Processo: 08/56472-0
Linha de fomento:Bolsas no Brasil - Mestrado
Vigência (Início): 01 de março de 2009
Vigência (Término): 28 de fevereiro de 2011
Área do conhecimento:Ciências da Saúde - Medicina - Clínica Médica
Pesquisador responsável:Sara Teresinha Olalla Saad
Beneficiário:Pedro Bordeaux Rego
Instituição-sede: Centro de Hematologia e Hemoterapia (HEMOCENTRO).
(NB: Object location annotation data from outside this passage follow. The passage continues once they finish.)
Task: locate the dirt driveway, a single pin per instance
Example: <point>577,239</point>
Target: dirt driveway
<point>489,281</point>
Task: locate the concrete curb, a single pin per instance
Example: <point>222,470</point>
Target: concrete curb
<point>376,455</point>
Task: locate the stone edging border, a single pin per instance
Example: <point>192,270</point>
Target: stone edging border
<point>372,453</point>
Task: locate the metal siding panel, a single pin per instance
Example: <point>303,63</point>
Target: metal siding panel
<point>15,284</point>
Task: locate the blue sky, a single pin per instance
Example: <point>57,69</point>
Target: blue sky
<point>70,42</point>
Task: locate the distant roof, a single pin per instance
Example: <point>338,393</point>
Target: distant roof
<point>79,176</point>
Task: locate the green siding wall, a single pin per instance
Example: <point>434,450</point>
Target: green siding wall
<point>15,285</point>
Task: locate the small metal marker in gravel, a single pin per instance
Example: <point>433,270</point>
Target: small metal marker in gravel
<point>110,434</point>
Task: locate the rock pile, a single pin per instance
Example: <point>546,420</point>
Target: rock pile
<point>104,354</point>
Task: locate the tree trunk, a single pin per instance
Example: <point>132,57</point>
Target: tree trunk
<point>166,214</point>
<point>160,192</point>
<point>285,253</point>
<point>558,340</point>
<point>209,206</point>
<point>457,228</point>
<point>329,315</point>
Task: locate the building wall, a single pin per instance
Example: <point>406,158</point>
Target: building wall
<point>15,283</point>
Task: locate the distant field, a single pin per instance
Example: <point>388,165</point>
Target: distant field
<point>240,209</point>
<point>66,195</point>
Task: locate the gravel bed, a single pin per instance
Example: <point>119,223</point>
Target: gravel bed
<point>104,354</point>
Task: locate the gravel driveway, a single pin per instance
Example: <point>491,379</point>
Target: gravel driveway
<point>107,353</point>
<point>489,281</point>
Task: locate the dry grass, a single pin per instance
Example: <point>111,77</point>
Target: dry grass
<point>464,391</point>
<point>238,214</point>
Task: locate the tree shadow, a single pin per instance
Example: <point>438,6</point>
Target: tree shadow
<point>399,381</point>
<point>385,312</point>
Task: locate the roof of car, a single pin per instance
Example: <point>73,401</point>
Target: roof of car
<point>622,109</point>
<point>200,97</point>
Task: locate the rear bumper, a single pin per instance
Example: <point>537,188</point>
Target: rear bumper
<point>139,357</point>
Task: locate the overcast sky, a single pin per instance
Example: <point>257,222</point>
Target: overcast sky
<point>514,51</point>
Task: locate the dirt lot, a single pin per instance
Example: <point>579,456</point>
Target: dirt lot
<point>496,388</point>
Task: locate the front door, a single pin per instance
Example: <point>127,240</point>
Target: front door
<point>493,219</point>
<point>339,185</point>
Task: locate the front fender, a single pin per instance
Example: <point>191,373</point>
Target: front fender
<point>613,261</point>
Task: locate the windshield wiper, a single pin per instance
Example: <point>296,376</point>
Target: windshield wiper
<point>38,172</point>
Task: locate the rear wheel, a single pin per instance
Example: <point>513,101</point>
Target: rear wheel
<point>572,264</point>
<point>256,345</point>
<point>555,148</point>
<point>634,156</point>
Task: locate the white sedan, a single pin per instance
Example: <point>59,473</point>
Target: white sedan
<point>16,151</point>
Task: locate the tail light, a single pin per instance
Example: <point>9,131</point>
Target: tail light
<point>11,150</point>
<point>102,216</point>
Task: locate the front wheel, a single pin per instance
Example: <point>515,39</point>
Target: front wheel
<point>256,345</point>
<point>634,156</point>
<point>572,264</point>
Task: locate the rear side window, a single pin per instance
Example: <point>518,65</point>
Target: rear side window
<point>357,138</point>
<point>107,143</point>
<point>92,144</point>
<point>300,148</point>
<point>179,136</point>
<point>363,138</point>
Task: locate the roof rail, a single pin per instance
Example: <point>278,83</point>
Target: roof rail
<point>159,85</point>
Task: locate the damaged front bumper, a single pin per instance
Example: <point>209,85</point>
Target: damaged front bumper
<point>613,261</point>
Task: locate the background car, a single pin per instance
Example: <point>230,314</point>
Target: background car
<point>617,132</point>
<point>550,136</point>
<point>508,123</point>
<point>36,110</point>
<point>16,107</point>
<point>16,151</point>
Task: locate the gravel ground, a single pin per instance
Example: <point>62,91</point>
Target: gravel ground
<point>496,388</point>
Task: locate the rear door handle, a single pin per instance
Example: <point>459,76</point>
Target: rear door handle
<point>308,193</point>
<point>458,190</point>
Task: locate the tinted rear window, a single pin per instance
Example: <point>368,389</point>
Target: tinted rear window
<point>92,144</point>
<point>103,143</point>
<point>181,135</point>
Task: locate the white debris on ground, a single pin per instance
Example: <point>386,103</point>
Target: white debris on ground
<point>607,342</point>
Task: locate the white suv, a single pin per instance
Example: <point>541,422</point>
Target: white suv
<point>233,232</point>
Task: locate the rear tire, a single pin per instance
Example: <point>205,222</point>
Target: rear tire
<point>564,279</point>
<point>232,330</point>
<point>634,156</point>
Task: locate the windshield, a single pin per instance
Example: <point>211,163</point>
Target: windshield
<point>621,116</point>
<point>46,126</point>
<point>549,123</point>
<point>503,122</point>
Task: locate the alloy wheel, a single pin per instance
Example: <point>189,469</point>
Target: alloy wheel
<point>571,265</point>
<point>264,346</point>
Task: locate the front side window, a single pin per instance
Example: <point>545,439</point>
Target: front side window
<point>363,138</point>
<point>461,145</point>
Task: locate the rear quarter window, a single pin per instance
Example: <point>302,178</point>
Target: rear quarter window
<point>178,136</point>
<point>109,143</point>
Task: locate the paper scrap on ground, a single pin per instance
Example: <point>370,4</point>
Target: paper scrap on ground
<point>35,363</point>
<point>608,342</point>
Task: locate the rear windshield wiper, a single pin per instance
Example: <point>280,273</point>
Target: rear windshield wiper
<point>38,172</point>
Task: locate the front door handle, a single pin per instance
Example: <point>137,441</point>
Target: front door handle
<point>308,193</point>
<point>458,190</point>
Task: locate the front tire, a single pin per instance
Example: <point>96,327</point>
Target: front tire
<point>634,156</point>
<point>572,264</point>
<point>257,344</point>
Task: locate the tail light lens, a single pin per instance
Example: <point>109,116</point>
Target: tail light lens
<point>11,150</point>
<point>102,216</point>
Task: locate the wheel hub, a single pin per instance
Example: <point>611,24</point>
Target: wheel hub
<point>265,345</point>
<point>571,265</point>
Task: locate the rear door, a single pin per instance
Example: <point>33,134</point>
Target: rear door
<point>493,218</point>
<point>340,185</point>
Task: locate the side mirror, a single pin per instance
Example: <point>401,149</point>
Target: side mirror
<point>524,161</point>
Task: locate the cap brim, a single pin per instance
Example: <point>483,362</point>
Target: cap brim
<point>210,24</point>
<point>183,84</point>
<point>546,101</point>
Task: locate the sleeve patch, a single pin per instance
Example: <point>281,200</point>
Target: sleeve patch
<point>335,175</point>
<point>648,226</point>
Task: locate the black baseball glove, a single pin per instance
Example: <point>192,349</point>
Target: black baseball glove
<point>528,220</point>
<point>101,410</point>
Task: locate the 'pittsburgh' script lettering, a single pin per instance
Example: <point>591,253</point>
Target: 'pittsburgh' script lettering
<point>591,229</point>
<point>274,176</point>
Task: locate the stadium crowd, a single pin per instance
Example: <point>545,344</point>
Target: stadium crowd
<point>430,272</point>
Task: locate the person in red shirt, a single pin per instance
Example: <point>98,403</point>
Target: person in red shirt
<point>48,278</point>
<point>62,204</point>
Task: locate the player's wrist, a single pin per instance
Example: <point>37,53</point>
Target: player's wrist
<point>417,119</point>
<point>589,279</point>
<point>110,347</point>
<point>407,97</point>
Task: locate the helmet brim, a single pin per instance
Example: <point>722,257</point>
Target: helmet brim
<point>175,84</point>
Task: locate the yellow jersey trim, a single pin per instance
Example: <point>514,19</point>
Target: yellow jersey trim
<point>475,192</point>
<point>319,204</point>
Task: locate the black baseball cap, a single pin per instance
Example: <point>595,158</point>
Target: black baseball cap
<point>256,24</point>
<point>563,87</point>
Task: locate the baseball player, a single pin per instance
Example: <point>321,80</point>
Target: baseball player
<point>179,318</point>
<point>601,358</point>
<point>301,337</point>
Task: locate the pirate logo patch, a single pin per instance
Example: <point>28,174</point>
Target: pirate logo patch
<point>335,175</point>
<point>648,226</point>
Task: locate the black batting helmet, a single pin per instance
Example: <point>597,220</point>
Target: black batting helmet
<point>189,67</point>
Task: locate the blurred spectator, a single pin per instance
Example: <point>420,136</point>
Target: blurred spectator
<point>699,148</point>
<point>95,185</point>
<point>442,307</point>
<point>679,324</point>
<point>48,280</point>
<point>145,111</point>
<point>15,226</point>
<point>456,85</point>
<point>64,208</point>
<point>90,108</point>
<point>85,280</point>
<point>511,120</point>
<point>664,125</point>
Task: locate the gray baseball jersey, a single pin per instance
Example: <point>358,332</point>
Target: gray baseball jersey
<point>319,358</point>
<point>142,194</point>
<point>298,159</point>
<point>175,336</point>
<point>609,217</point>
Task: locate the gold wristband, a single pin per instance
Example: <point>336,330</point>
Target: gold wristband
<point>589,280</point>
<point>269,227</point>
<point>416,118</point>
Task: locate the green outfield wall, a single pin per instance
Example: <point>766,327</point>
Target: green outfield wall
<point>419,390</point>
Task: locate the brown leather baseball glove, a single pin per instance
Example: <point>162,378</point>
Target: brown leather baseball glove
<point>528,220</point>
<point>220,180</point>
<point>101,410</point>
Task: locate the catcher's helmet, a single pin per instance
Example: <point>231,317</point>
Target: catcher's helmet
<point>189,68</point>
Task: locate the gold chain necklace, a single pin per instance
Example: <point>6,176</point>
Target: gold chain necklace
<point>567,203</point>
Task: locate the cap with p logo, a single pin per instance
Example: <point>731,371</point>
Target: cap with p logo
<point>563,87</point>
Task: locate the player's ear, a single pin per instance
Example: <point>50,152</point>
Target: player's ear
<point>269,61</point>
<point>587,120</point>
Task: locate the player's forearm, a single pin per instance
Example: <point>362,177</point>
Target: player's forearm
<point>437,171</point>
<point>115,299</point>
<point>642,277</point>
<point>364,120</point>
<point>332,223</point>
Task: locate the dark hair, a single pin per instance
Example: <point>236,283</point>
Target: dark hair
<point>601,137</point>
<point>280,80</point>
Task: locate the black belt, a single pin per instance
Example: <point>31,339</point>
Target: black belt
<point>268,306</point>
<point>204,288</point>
Universidade Estadual de Campinas (UNICAMP). Campinas , SP, Brasil
Assunto(s):Tecido adiposo   Terapia baseada em transplante de células e tecidos

Resumo

A lesão cartilaginosa é um problema significante e crescente na área da saúde publica, mas os tratamentos existentes para a regeneração cartilaginosa ainda são inadequados. A terapia com células tronco adultas têm sido uma alternativa promissora e têm despertado muito interesse dos pesquisadores. As células tronco mesenquimais derivadas do tecido adiposo (adiposite-derived stem cell, ADSC) são obtidas de lipoaspirações por um processo enzimático e a diferenciação ocorre devido a certas características: (a) obtenção de população homogênea morfologicamente após cultivo(b) grande capacidade de diferenciação em osteócitos, condrócitos e células adiposas(c)e apresentar positividade para marcadores celulares CD90+, CD105+ e CD73+ e negatividade para outros marcadores da linhagem hematopoéticas (CD34, CD45, CD14). Para a terapia celular de lesões cartilaginosas, além da escolha da fonte celular é necessário um suporte (scaffold) em que a célula prolifere, diferencie, permita a aderência e cresça numa estrutura tridimensional, possibilitando o transplante ao paciente. Os scaffolds são feitos de polímeros sintéticos ou de materiais biológicos. Sabe-se que a matrix extracelular composta pelo colágeno do tipo II é importante na diferenciação, metabolismo e atividade nos condrócitos estabilizando seu fenótipo. Assim as ADSC serão cultivadas juntamente com o biomaterial formado de colágeno do tipo II e, para avaliarmos a sua diferenciação em condrócitos, utilizaremos coloração com Alcian Blue, imunofluorescência para proteínas da matrix extracelular (colágeno do tipo I e II,), RT-PCR para genes Sox-9, agrecan e colágeno do tipo I e II e medida de morte celular e apoptose por Anexina V e PI. As ADSC diferenciadas em condrócitos juntamente com o biomaterial de colágeno do tipo II serão testadas in vivo, após implante em articulações danificadas de coelhos e analisadas quanto à recuperação cartilaginosa. (AU)

Publicações acadêmicas
(Referências obtidas automaticamente das Instituições de Ensino e Pesquisa do Estado de São Paulo)
REGO, Pedro Bordeaux. Diferenciação condrogênica de células-tronco mesenquimais obtidas de tecido adiposo utilizando colágeno do tipo II como suporte para reparo cartilaginoso. 2011. Dissertação de Mestrado - Universidade Estadual de Campinas (UNICAMP). Faculdade de Ciências Médicas.